Hi, all.
I just want to note that several studies have shown that carnitine is low in ME/CFS. I think the reason is that methylation is required to make carnitine in the body. One of the main roles of carnitine is to usher fatty acids into the mitochondria of cells to be burned as fuel. In the urine organic acids test results that many people have posted or sent to me, I usually find that the fatty acids markers are showing buildup of omega oxidation of fatty acids, which occurs when there is a carnitine deficiency. Under these conditions, it makes sense that your muscles would respond to carnitine supplementation, since it raises the supply of fuel to their mitochondria. When the methylation cycle partial block has been lifted, the cells should be able to make enough carnitine for themselves.
Best regards,
Rich
Hi Rich,
When the methylation cycle partial block has been lifted, the cells should be able to make enough carnitine for themselves.
Perhaps its time for Anna Russel SINGS AGAIN wherein she sings her own style of 4-part harmony Gilbert And Sullivan operetta singing "Things would be so different if they were not as they are ...".
My experience of starting l-carnitiine fumarate approximately 2 years after starting mb12 and having methylation startup, 18 months after starting SAM-e and having enhanced methylation, then 15 months after adenosylb12 and ATP startup it was l-carnitne fumarate that had the most massive startup of anything I took, that lasted longer than any other startup and immediately increased muscle work capcaity doubling my arobic exercise capacity overnight and causing immediate muscle growth and healing startup along with another drop in potassium. Funny, isn't it, that I was still desparately deficient of carnitine 2 years after having a MAJOR METHYLATION STARTUP, the partial methylation block 2 years gone and still way too little carnitine.
I used to think that too, that carnitine wasn't "essential" because the body made plenty. That assumption and others like it kept me sick for decades. I find that these kinds of assumptions and "shoulds" are very produuctive hunting grounds for finding supplements that work with a major difference.
I found that the more assumptions of that sort that I could act counter to, the more and faster I healed. So much for all those assumptions and shoulds, NONSENSE!
A couple of times after that I did experiement, discontinuing carnitine for a while, switiching forms and so on. Then when I had startup responses all over again and had to titrate again, but faster than the first time, it was obvious that my body wasn't able to make enough and likely never had been. Counting on any of the circular dependencies to work by leaving out those substances the body "should" make proved quite fallacious.

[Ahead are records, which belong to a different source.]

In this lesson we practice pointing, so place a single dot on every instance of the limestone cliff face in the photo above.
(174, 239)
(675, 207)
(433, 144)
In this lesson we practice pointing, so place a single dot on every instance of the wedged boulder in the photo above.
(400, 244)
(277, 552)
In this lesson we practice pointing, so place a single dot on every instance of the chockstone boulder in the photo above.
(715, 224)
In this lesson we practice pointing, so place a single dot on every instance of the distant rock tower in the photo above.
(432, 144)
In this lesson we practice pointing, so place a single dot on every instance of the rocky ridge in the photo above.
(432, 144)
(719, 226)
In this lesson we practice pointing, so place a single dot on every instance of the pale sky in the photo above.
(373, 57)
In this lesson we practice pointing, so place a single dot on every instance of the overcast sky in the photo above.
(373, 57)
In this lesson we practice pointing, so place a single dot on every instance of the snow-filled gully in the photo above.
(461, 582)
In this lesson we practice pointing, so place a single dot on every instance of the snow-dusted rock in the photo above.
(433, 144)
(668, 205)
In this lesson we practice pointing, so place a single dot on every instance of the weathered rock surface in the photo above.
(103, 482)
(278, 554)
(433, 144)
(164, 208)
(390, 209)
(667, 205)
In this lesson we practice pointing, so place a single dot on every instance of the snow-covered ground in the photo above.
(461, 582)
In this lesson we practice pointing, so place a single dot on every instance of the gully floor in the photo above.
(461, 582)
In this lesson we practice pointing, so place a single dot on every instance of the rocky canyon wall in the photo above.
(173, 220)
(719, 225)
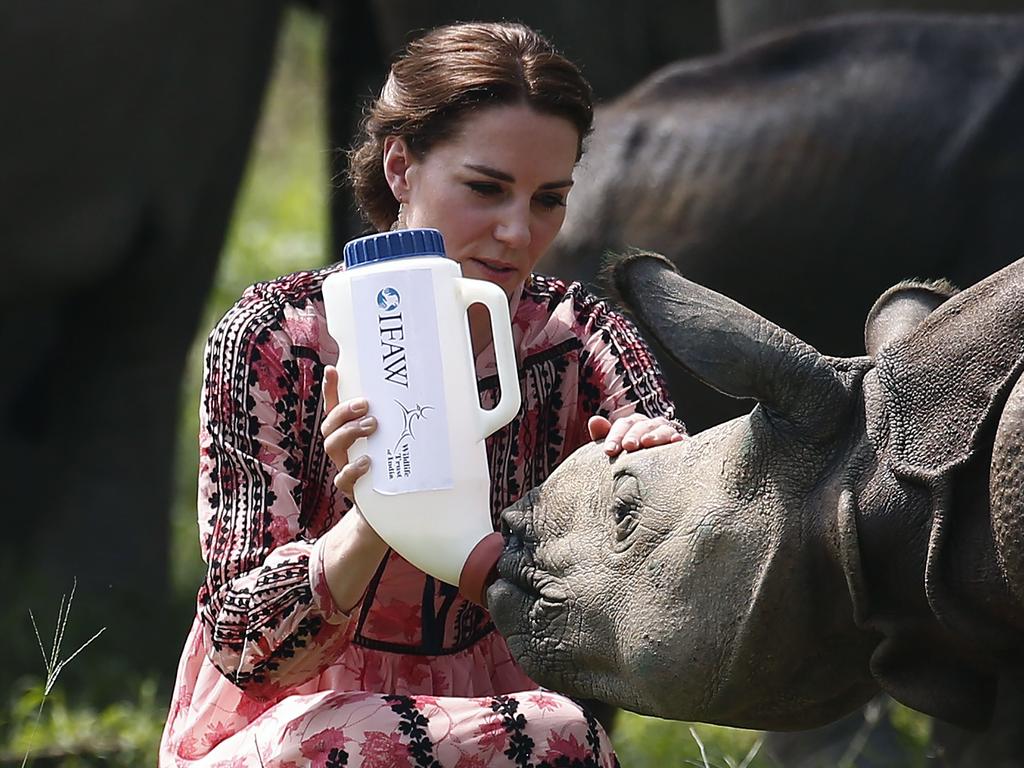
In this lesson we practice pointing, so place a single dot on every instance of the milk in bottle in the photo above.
(398, 314)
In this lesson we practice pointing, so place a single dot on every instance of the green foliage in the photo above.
(642, 741)
(280, 225)
(122, 734)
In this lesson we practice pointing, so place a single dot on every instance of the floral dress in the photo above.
(272, 673)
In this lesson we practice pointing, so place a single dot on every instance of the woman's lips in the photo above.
(495, 267)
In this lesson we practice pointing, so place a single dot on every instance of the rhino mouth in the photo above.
(522, 580)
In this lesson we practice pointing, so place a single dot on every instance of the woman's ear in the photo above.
(397, 159)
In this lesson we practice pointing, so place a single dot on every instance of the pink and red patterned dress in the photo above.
(272, 673)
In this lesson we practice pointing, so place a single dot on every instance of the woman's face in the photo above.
(496, 190)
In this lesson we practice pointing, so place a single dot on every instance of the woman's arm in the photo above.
(632, 409)
(264, 496)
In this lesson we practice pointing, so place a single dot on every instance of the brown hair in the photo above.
(449, 72)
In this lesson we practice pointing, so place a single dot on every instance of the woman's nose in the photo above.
(513, 227)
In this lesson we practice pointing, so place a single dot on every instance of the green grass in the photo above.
(280, 225)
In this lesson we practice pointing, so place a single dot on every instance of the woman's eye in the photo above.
(484, 188)
(551, 201)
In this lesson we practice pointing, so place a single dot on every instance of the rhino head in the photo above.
(731, 578)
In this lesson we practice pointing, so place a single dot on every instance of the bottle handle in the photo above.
(493, 297)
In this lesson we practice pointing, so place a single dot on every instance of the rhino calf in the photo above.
(777, 570)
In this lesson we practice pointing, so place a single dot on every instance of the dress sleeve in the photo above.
(267, 615)
(619, 374)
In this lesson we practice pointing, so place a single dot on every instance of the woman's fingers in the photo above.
(598, 427)
(338, 441)
(344, 413)
(619, 436)
(636, 431)
(345, 479)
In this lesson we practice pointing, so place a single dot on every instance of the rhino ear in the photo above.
(728, 346)
(901, 308)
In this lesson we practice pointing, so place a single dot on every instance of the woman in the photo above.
(312, 641)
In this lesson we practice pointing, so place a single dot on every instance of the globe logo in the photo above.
(388, 299)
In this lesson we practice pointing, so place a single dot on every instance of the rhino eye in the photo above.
(626, 506)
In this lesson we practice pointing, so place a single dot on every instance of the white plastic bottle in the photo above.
(398, 314)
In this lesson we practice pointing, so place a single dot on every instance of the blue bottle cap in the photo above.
(399, 244)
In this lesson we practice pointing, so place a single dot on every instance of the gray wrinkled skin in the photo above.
(775, 571)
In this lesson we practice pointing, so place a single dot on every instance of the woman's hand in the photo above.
(632, 432)
(344, 423)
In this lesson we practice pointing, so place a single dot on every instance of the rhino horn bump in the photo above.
(1007, 489)
(728, 346)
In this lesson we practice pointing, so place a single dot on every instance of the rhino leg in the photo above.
(1006, 484)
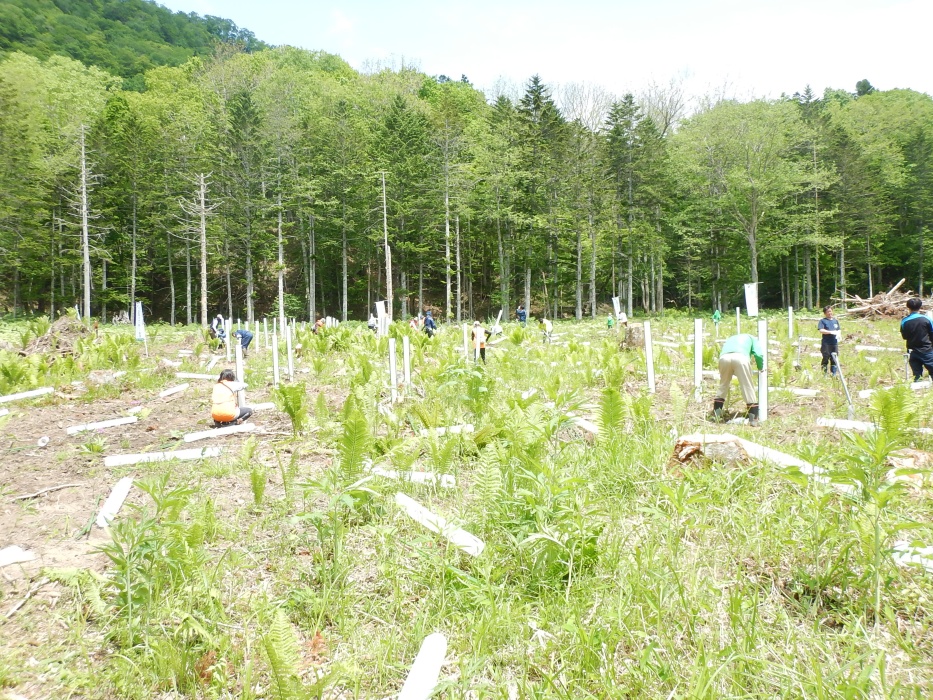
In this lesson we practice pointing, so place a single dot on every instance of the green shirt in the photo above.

So we have to start methylation: mb12+ Metafolin+ TMG (sometimes). However, as individual trials have shown, mb12 and cofactors alone are not sufficient to start methylation in many people and "MB12 effect" but instead also have to have adb12 + L-carnitine-fumarate as many MB12 reactions also need ATP. So in order to have the methylation startup to supply methylation to supply carnitine one needs adb12 AND carnitine to supply ATP. So it appears that in many people one has to take l-carniitne to have enough carnitine for the Krebs cycle to make more carnitine.
There are some people in this group that don't have ANY startup until carnitine is taken. There are some in which it is even more delayed, they have to take TMG also to enable methylation startup needed to allow atp startup needed to allow methylation startup, all needed to make more carnitine.
Not questioning these assumptions will often keep people sick until they die.
On the other hand I do not suggest that anybody be taking all sorts of expensive things they may not need so retesting perodically is a good idea. Don't forget that it is usually combinations that make things work, not single substances. Also, discontinuance of carnitine might not show up as a deficiency that affects symtpoms for 6 months or more which seems to indicate that the difference between what is made and waht is needed may be only a small gap rather than a complete lack. In any case the degree of deficiency increases slowly in many so don't look for a 3 day change in everything.
In retesting, I was able to cut back l-carnitine fumarate to 500mg/day instead of the 1000mg/day I needed early on. The same time of occurrance happened with SAM-e. At fitst 400mg/day were beneficial. After several years of everything including l-carnitine, I was able to cut SAM-e back to 200mg/day. After everything is in place and working, rebalancing is frequently needed.